PRWeek features editor Alex Benady talks to the food critic about covering a murder and shameless celebrities

Jay Rayner
Jay Rayner

What are your feelings as you come into work?
Going to work generally requires me to go upstairs. My overwhelming feeling is usually that I’ve managed to avoid going to meetings yet again.

Why do you do this job?
I regard myself as a writer first and foremost. I don’t eat for a living. I eat for free and I get paid for writing. I am most happy when I am making sense of the world. So I am still really a reporter and could still cover a murder if I wanted to.

As a child I wanted to be…
An actor. I wanted to be on stage but I was terrible. Ironically that’s what I do now.

What is the worst time to pitch to you?
PRs are on me the whole time. I get hundreds of releases but most of them are useless. They are extremely unlikely to influence my choice of restaurant to review.

What is the best time to pitch to you?
Where I am PRable is in the news bites section (of my page). I am after unique, slightly quirky exclusives that are not obvious.

What makes a great story for you?
They tend to be personality led. I want something bey­ond a list of dishes. I need a story or angle that will sustain 1,100 words of narrative. So I need a back story and an angle.

What is your view of PR professionals?
Because I now do live stage work I have a number of PRs selling my work. Whatever anyone says, social media can’t replace a good PR.

Do you have a favourite PR person? Why?
They are all my children. So it would be invidious to make a choice. But good PRs think like a journalist and know what a story is. They also think strategically about placement.

What one thing gets in the way of you doing your job?
My brilliant colleague Marina O’Loughlin (The Guardian restaurant critic) getting to restaurants before me. She’s better at spotting small openings than me.

Is there any subject that you find so boring or offensive that you just won’t give it oxygen?
I had a rant recently on my website about the shameless use of celebrities by PR agencies trying to work a charity angle for free.

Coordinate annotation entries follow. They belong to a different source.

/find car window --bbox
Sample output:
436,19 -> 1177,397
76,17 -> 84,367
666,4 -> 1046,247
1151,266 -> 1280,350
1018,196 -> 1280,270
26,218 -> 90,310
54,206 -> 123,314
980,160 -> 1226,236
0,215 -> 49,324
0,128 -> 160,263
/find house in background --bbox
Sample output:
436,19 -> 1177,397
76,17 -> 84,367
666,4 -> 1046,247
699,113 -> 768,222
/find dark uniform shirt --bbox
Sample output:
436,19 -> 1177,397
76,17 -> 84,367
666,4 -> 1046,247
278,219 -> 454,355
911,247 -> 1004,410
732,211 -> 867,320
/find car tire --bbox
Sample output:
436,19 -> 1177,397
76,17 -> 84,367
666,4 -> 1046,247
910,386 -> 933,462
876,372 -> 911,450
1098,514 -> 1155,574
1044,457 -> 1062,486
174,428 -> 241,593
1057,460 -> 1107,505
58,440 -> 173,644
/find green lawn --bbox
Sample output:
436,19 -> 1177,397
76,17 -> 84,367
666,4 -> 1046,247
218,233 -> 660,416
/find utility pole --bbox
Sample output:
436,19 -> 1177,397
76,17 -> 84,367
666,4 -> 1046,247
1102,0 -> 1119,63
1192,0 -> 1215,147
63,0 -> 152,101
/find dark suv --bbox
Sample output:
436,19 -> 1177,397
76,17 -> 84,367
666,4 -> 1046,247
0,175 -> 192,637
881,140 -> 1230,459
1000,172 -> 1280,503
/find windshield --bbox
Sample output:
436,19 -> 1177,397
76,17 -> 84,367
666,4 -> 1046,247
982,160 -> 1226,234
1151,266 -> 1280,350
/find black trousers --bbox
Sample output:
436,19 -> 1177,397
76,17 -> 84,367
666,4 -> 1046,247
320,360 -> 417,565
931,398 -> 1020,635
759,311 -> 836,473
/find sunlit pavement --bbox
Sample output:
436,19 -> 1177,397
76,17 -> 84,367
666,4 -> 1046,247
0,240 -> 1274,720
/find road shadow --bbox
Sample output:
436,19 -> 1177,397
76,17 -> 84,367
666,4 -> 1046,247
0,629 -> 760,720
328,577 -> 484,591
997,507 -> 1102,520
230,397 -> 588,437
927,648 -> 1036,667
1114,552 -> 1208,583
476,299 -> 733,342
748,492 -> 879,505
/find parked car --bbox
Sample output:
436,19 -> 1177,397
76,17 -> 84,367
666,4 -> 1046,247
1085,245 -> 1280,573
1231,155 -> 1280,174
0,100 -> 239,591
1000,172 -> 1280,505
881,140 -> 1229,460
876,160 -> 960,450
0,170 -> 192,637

What gives you the greatest satisfaction in your job?
As a restaurant critic, it is finding a small, unknown restaurant doing a brilliant job at a great price. It happens maybe two or three times a year. As a reporter it is giving a voice to people who don’t have a voice themselves.

What is the greatest pressure on you?
Marina O’Loughlin, Giles Coren and AA Gill (rival critics). I am in a very competitive and robust industry. Some people just read restaurant reviews. I know that if I am not good, my readers will desert me.

What is your management style: shouter, weeper or supportive friend?
I don’t have to manage an awful lot but I like to think I would be a supportive friend.

Which outlet do you most admire for its news coverage and why?
Right now it’s BuzzFeed UK. I am intrigued by the way it is re-engineering itself to do serious journalism.

What’s in your lunch box?
Warm salad made with leftovers of yesterday’s roast chicken. And an apple. I don’t get to eat out every day.

What is your greatest career fear?
That I will be forced to get a proper job that requires me to go to meetings.